Saturday, June 18, 2011

看不见的自己

曾经有个人告诉过我, 我这个人没有生存目标,而事实是如此。从来我做事情就是凭着家人的嘱咐去做而已,唯一一次的能够凭着自己的能力和意愿而达成的目标是在九年前。那时候我刚刚进华乐团,我就是被我的师姐给吸引住。我也要谢谢她,因为就是她,而设定了我第一个想要的目标。五年之后,我凭着自己的能力而达成了目标。过程虽然辛苦,但是那时候的我是最开心,最难忘的日子。

现在的我呢?生活没有目标,读书是为了什么?这问题是在前些日子有个人这么问我的,可是我不会回答。而我的同事却帮我回答了。读书是因为我的家人要我读,而我则什么也学不到,这个就叫死读书,读死书,根本就没有用的。那我不如不读好了?我只是想这样糊里糊涂的活下去。我知道这听起来很荒谬,但是这就是我的想法,我想要的日子。轻轻松松的过日子,有什么不好?为什么要置身于充满心计的丑陋世界,每个人都争个你死我活就只为了生存?

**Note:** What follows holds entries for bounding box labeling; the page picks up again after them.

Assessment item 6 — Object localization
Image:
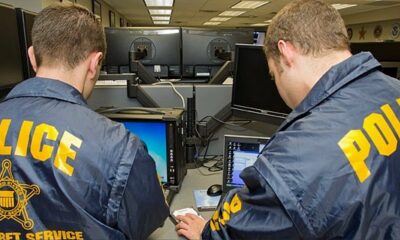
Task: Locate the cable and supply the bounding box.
[198,115,253,127]
[152,81,186,109]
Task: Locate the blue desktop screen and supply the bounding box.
[226,142,265,187]
[121,121,168,183]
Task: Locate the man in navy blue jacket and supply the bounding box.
[176,0,400,239]
[0,4,168,240]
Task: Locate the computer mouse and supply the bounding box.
[207,184,222,197]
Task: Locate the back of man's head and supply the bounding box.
[32,4,106,69]
[265,0,349,59]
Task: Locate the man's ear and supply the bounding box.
[28,46,37,72]
[88,52,103,80]
[278,40,296,66]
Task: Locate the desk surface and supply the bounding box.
[148,168,222,240]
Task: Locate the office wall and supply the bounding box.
[0,0,127,27]
[0,0,42,13]
[347,18,400,42]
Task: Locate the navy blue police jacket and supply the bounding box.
[202,53,400,239]
[0,78,169,240]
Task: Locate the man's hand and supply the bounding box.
[175,213,207,240]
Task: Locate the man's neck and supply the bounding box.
[36,66,83,93]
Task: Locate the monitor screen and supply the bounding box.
[119,120,168,184]
[0,4,24,89]
[16,8,36,79]
[182,28,253,77]
[105,28,181,76]
[223,135,269,190]
[231,44,291,121]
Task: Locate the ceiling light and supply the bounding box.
[210,17,231,22]
[153,21,169,24]
[219,11,246,17]
[232,1,270,9]
[203,22,221,25]
[251,23,269,27]
[144,0,174,7]
[151,16,171,21]
[149,9,172,15]
[332,3,357,10]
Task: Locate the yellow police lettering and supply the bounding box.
[363,113,397,156]
[230,194,242,213]
[0,119,82,176]
[338,130,371,182]
[54,131,82,176]
[338,98,400,183]
[381,104,400,137]
[0,232,21,240]
[25,233,35,240]
[43,231,53,239]
[14,121,33,157]
[0,119,11,155]
[31,123,58,161]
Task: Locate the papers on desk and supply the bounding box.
[193,189,221,211]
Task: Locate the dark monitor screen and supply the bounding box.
[119,120,168,183]
[16,8,36,79]
[0,4,24,89]
[182,28,253,78]
[223,135,269,191]
[105,28,181,73]
[231,44,291,121]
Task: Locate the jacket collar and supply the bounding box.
[279,52,380,130]
[4,77,87,106]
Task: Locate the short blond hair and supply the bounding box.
[32,4,106,69]
[265,0,350,59]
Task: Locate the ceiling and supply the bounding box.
[103,0,400,27]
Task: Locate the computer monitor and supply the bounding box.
[231,44,291,123]
[105,27,181,78]
[0,4,24,89]
[222,135,269,192]
[120,120,168,183]
[15,8,37,79]
[100,108,186,188]
[182,28,253,79]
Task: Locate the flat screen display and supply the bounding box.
[105,28,181,73]
[226,141,265,188]
[119,121,168,183]
[232,44,291,120]
[0,4,24,89]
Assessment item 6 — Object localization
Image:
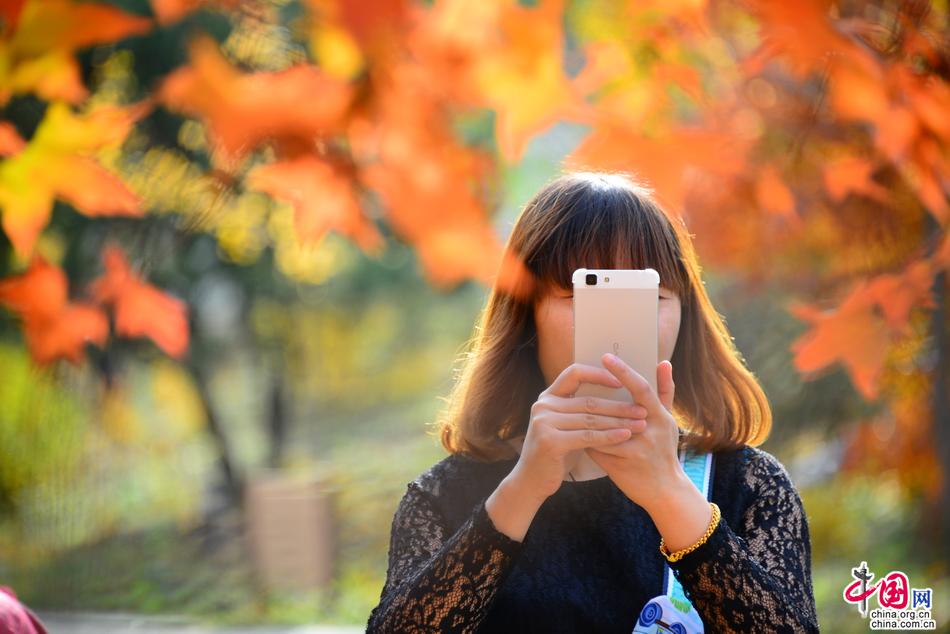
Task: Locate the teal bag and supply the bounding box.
[633,452,712,634]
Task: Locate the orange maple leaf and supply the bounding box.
[823,157,888,203]
[755,165,798,220]
[151,0,241,24]
[0,0,152,105]
[790,285,891,399]
[158,37,353,168]
[0,256,109,365]
[0,102,146,255]
[90,245,188,358]
[247,155,383,251]
[791,260,936,399]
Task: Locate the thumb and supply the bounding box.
[656,360,676,412]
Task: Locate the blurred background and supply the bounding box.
[0,0,950,632]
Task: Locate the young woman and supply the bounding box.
[368,173,818,634]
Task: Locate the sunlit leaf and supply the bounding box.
[91,246,188,358]
[0,257,109,364]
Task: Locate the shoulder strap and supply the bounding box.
[664,450,712,607]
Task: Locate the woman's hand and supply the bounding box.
[507,363,647,501]
[587,354,695,512]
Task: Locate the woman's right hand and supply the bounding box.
[507,363,647,501]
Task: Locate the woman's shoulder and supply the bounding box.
[714,445,795,492]
[409,453,514,498]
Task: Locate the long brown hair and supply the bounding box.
[435,172,772,462]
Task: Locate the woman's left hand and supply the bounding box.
[585,353,684,512]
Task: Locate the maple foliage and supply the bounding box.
[90,245,188,357]
[0,256,109,364]
[0,103,143,255]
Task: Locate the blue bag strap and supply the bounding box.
[664,450,712,611]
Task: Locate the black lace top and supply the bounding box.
[367,447,818,634]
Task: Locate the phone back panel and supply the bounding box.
[572,269,660,402]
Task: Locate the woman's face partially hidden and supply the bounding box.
[534,285,681,385]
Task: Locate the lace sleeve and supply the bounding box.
[670,453,818,632]
[366,483,521,632]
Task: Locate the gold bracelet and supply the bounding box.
[660,502,722,564]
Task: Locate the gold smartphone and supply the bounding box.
[571,269,660,402]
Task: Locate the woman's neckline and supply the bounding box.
[508,455,610,487]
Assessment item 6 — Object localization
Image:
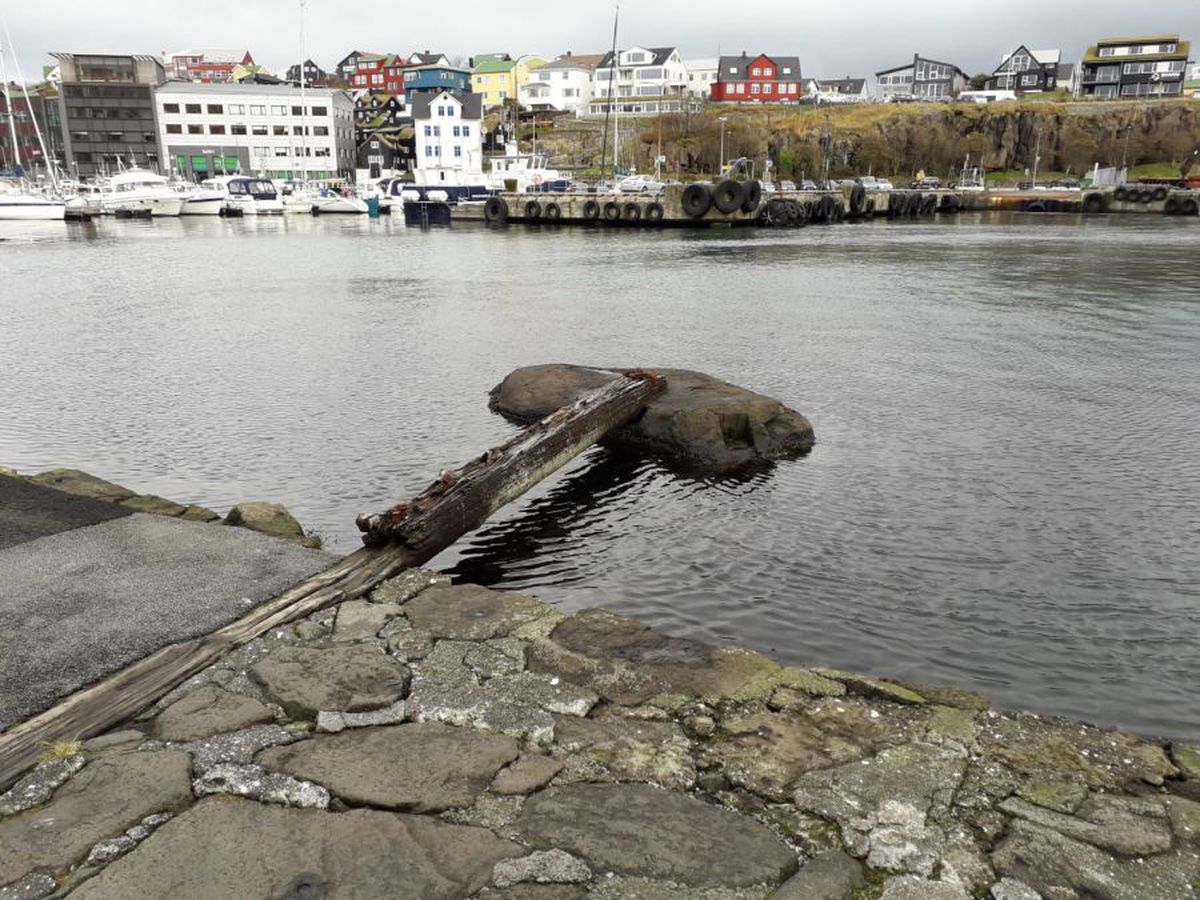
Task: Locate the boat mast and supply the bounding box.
[0,33,20,172]
[300,0,308,184]
[4,16,59,190]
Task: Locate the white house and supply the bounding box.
[683,56,720,100]
[588,47,698,115]
[409,91,484,187]
[517,54,592,113]
[155,82,354,180]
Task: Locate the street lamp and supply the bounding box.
[716,115,728,175]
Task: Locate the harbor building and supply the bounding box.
[155,82,355,180]
[50,53,166,178]
[1079,35,1192,100]
[517,53,594,113]
[588,47,700,115]
[875,53,967,100]
[163,49,254,84]
[713,50,802,103]
[986,44,1068,94]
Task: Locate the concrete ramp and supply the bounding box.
[0,478,336,730]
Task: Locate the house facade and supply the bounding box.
[808,76,871,103]
[403,57,470,102]
[588,47,698,115]
[986,44,1068,94]
[354,92,414,181]
[410,90,484,178]
[517,54,592,113]
[350,53,408,95]
[683,56,721,100]
[50,53,166,178]
[875,53,967,100]
[1079,35,1192,100]
[155,82,354,180]
[713,50,803,103]
[163,49,254,84]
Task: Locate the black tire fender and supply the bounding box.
[484,197,509,224]
[713,178,746,215]
[679,182,713,218]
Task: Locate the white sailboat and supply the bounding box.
[0,24,67,221]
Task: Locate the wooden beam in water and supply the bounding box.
[0,373,664,791]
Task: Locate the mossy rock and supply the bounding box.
[121,493,187,517]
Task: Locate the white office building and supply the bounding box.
[518,54,592,113]
[155,82,355,181]
[588,47,700,115]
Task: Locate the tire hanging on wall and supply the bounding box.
[742,181,762,212]
[679,182,713,218]
[713,178,746,215]
[850,185,866,216]
[484,197,509,224]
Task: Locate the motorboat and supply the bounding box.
[100,169,185,216]
[0,179,67,221]
[200,175,283,216]
[312,188,370,215]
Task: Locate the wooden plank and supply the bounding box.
[0,373,664,790]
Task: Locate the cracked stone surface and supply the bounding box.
[258,724,518,812]
[73,797,526,900]
[192,763,329,809]
[151,686,275,740]
[492,850,592,888]
[512,785,797,888]
[0,750,192,884]
[251,644,412,719]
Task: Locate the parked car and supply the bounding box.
[858,175,893,191]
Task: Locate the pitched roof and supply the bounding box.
[409,90,484,120]
[596,47,676,68]
[716,53,800,82]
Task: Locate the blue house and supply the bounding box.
[404,50,470,97]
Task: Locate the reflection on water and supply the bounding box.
[0,215,1200,738]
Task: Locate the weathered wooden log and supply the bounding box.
[0,373,664,791]
[358,372,665,551]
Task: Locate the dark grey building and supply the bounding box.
[50,53,166,178]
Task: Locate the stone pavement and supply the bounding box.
[0,470,335,728]
[0,570,1200,900]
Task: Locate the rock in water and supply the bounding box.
[226,502,320,546]
[490,365,814,469]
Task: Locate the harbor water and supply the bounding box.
[0,215,1200,739]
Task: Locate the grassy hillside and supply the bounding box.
[535,100,1200,178]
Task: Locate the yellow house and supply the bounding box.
[470,53,545,109]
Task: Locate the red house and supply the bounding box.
[712,50,803,103]
[350,53,408,97]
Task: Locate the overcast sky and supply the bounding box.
[0,0,1200,79]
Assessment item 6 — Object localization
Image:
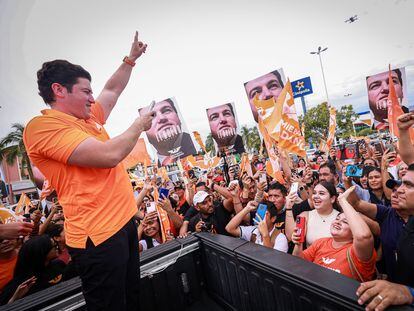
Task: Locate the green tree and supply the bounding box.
[299,102,358,144]
[241,125,261,152]
[0,123,34,181]
[336,105,358,138]
[205,133,216,154]
[299,102,329,144]
[357,128,375,136]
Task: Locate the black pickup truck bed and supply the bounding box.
[0,233,412,311]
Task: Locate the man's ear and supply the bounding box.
[50,83,68,100]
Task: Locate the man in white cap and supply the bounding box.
[188,191,230,234]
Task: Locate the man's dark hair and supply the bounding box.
[196,181,207,188]
[393,69,402,86]
[365,69,403,87]
[318,181,342,212]
[271,70,285,88]
[261,201,277,222]
[244,70,285,89]
[226,103,235,117]
[267,181,287,196]
[318,162,336,175]
[45,223,63,239]
[160,98,178,114]
[37,59,92,105]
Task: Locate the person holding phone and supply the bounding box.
[292,188,377,282]
[285,181,340,247]
[226,201,289,253]
[23,32,154,310]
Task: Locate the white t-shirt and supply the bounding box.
[139,239,161,251]
[240,226,289,253]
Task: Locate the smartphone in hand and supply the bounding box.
[145,202,156,214]
[254,204,267,222]
[296,216,306,243]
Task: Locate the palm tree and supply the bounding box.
[241,125,261,152]
[205,133,216,154]
[0,123,34,181]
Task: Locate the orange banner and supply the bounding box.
[40,179,54,201]
[157,206,171,243]
[186,153,220,170]
[387,66,414,142]
[253,80,306,157]
[122,138,151,168]
[319,107,336,152]
[240,153,253,177]
[14,192,34,216]
[193,131,207,153]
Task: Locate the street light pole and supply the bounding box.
[310,47,331,107]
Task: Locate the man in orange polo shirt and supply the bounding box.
[23,33,153,310]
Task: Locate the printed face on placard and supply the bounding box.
[139,98,197,165]
[366,68,407,128]
[207,103,244,153]
[244,68,285,122]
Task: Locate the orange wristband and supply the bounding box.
[122,56,135,67]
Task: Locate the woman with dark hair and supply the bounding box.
[45,223,70,264]
[285,181,340,247]
[292,187,376,282]
[342,166,391,206]
[0,235,66,304]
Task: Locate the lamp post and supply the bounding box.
[310,47,331,107]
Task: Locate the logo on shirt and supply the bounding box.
[168,146,181,155]
[322,257,336,265]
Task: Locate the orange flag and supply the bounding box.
[326,107,336,151]
[387,65,414,142]
[240,153,253,177]
[193,131,207,153]
[122,138,151,168]
[40,179,54,201]
[319,107,336,152]
[184,153,220,170]
[158,167,170,181]
[157,205,171,243]
[14,192,34,216]
[253,80,306,157]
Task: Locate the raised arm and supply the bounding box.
[381,149,397,200]
[97,31,147,120]
[226,201,257,237]
[338,187,374,261]
[397,112,414,165]
[68,112,154,168]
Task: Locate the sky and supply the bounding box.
[0,0,414,144]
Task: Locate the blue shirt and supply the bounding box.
[375,204,405,281]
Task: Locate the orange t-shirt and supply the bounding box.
[23,103,137,248]
[303,238,377,281]
[0,252,17,293]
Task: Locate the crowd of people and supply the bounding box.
[0,113,414,309]
[0,33,414,310]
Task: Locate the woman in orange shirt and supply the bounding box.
[292,187,376,282]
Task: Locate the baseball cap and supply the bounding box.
[193,191,209,205]
[385,179,402,189]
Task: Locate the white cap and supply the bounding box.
[193,191,209,205]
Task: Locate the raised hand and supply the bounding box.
[128,31,147,61]
[0,222,34,240]
[253,214,269,238]
[246,201,259,212]
[338,186,355,201]
[227,182,240,198]
[397,112,414,131]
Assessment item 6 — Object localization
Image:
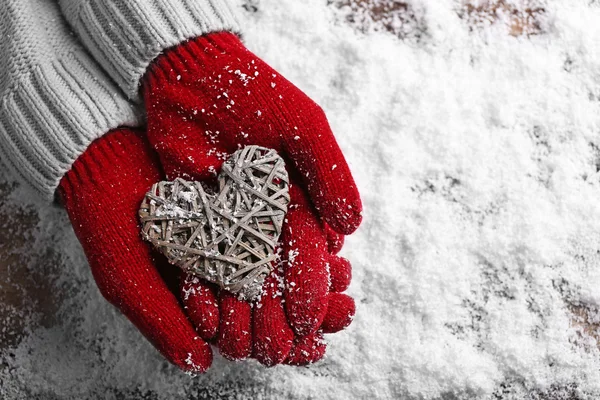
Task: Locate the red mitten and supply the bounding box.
[59,129,212,372]
[181,181,355,366]
[143,33,362,340]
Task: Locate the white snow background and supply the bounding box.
[0,0,600,400]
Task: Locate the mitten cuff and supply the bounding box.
[61,0,239,101]
[0,50,142,201]
[143,32,250,91]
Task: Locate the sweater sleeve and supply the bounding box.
[0,0,140,199]
[59,0,239,101]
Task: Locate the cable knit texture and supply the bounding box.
[59,0,239,101]
[0,0,139,199]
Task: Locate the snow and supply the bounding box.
[5,0,600,399]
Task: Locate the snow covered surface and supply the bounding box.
[0,0,600,400]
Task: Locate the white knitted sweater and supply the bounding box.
[0,0,238,198]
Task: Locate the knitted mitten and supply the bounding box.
[59,129,212,372]
[143,33,362,358]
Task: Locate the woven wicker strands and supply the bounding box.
[139,146,290,300]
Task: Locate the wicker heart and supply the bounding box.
[139,146,290,300]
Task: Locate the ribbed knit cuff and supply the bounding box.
[142,32,250,91]
[60,0,239,101]
[0,53,142,200]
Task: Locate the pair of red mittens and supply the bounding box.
[60,33,361,372]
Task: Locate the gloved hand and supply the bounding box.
[59,129,345,373]
[143,33,362,348]
[181,181,354,366]
[59,129,212,373]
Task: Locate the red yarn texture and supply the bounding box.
[59,129,338,373]
[59,129,212,373]
[143,33,362,356]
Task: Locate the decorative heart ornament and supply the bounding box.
[139,146,290,300]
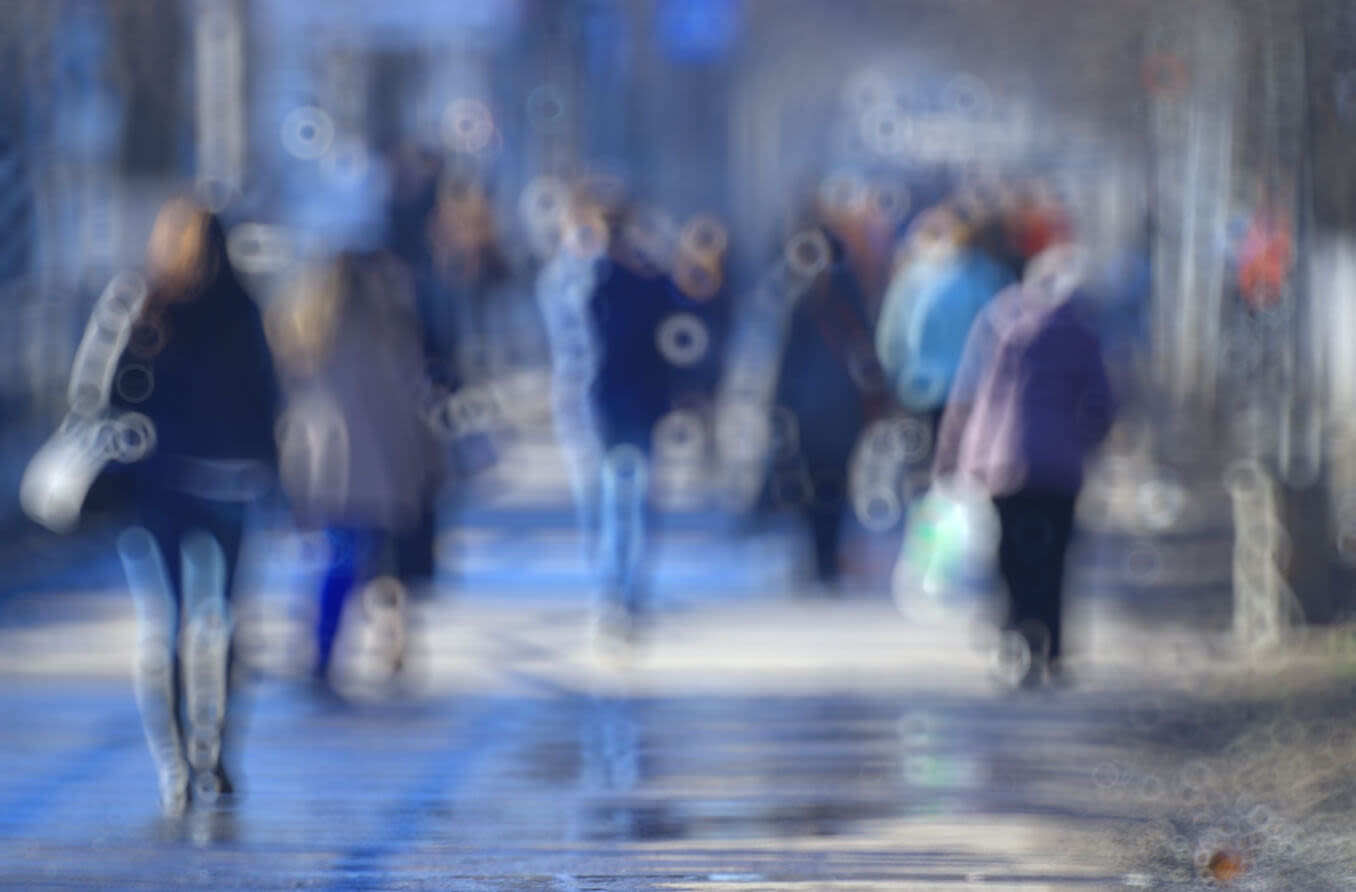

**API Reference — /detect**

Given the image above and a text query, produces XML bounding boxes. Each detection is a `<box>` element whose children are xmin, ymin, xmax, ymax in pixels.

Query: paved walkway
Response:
<box><xmin>0</xmin><ymin>582</ymin><xmax>1356</xmax><ymax>892</ymax></box>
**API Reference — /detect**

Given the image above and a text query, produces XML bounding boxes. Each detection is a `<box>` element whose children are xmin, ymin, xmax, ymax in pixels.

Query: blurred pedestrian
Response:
<box><xmin>934</xmin><ymin>244</ymin><xmax>1115</xmax><ymax>685</ymax></box>
<box><xmin>268</xmin><ymin>254</ymin><xmax>441</xmax><ymax>686</ymax></box>
<box><xmin>108</xmin><ymin>199</ymin><xmax>278</xmax><ymax>813</ymax></box>
<box><xmin>876</xmin><ymin>205</ymin><xmax>1013</xmax><ymax>442</ymax></box>
<box><xmin>769</xmin><ymin>188</ymin><xmax>891</xmax><ymax>592</ymax></box>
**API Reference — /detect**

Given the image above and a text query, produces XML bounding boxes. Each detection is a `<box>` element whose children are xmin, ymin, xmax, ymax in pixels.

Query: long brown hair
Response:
<box><xmin>146</xmin><ymin>197</ymin><xmax>231</xmax><ymax>313</ymax></box>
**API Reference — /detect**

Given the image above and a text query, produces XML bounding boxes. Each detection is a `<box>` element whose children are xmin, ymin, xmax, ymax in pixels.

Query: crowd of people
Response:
<box><xmin>30</xmin><ymin>145</ymin><xmax>1144</xmax><ymax>809</ymax></box>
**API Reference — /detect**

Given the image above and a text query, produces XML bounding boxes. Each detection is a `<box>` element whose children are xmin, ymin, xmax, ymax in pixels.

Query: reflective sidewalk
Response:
<box><xmin>0</xmin><ymin>595</ymin><xmax>1356</xmax><ymax>892</ymax></box>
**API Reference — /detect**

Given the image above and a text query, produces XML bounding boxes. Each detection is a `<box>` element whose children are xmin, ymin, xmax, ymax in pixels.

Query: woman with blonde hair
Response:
<box><xmin>268</xmin><ymin>254</ymin><xmax>441</xmax><ymax>686</ymax></box>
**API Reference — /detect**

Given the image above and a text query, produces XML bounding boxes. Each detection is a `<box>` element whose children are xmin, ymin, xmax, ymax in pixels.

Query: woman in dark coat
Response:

我总有个感觉,在自己看不到的地方,总会有个连自己也看不到的另外一个自己。要怎样才能够看到那个自己呢?到底自己有些什么能力?我想要做的事情,就是被收进这个世外桃源,而我也不想再踏进那个世界。就让梦想在那里,好好的生存着,起码我还留着生存的意志。

Friday, June 3, 2011

A Quiet Person's Inner Part

You always wondering why am I being so quiet all the time. You know why, just that you don't want to answer. Topics you talked about, I can't join into the conversation, neither picture it out nor understand it. I was trained to talk whenever it is necessary since when I was a kid. Another reason for me to remain silence is I cant control my mouth. I will just talk without having a second thought. I think it is always the best for me to remain silence. I always wanted to talk, but, I know I will hurt someone else when I open my mouth and talk. It is always the best to keep everything within myself rather than shout it out onto other's faces.